Gezondheidszorgprofessionals zijn niet verplicht om behandelingen te geven die medisch ongepast zijn, zoals behandelingen die in strijd zijn met algemeen aanvaarde normen voor gezondheidszorg. Als een bepaalde behandeling in strijd is met het geweten van een arts, maar nog steeds binnen de algemeen aanvaarde normen voor gezondheidszorg valt, moet de arts proberen (en is hij in de meeste staten wettelijk verplicht om te proberen) de persoon over te dragen aan een andere arts of instelling die wel bereid is om hieraan te voldoen.

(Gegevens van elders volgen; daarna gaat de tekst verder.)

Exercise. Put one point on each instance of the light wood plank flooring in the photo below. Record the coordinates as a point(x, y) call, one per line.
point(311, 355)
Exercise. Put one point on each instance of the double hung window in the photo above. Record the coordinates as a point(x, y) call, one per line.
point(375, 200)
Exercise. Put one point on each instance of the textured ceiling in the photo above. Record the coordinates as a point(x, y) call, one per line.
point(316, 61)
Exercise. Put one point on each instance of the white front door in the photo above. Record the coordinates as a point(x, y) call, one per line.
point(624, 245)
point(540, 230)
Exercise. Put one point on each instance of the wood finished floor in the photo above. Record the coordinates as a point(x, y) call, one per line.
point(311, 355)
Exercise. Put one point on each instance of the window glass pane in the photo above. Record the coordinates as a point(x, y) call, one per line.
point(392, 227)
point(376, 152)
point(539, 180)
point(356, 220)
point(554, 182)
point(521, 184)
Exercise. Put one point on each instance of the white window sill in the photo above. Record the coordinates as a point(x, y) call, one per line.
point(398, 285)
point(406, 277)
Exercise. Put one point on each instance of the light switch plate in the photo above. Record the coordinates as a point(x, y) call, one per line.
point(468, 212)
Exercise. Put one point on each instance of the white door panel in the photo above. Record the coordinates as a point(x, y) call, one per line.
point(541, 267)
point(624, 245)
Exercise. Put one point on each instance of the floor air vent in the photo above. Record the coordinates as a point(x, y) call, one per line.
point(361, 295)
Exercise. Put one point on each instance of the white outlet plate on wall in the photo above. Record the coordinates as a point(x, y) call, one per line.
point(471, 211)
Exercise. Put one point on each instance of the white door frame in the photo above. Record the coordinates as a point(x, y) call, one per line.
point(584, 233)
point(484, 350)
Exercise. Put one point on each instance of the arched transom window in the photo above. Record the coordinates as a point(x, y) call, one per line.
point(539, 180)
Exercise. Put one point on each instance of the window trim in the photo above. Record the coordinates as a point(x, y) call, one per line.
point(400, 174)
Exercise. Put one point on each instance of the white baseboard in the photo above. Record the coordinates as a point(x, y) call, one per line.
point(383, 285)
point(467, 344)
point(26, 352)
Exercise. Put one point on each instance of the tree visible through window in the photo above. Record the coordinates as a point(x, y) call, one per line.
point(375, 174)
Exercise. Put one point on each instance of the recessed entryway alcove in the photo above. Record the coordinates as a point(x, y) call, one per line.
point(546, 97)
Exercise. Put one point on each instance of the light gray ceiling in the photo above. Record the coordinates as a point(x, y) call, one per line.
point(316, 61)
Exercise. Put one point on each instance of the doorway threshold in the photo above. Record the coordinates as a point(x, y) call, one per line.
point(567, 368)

In de praktijk is de eerste stap bij het nemen van een behandelingsbeslissing als vertegenwoordiger of plaatsvervangend beslisser van een persoon het verkrijgen van alle feiten van zorgverleners over de diagnose, prognose en alternatieve behandelingen. Wanneer zij voor een cruciale behandelingsbeslissing staan, moeten vertegenwoordigers en plaatsvervangende beslissers zichzelf vragen stellen zoals:

  • zal deze behandeling of test een verschil maken? Hoe?
  • wegen de lasten of nadelen van deze behandeling op tegen de voordelen?
  • is er hoop op herstel en, zo ja, hoe zal het leven er daarna uitzien?
  • aat is het doel van deze behandeling? Sluit dit aan bij de doelstellingen van de patiënt?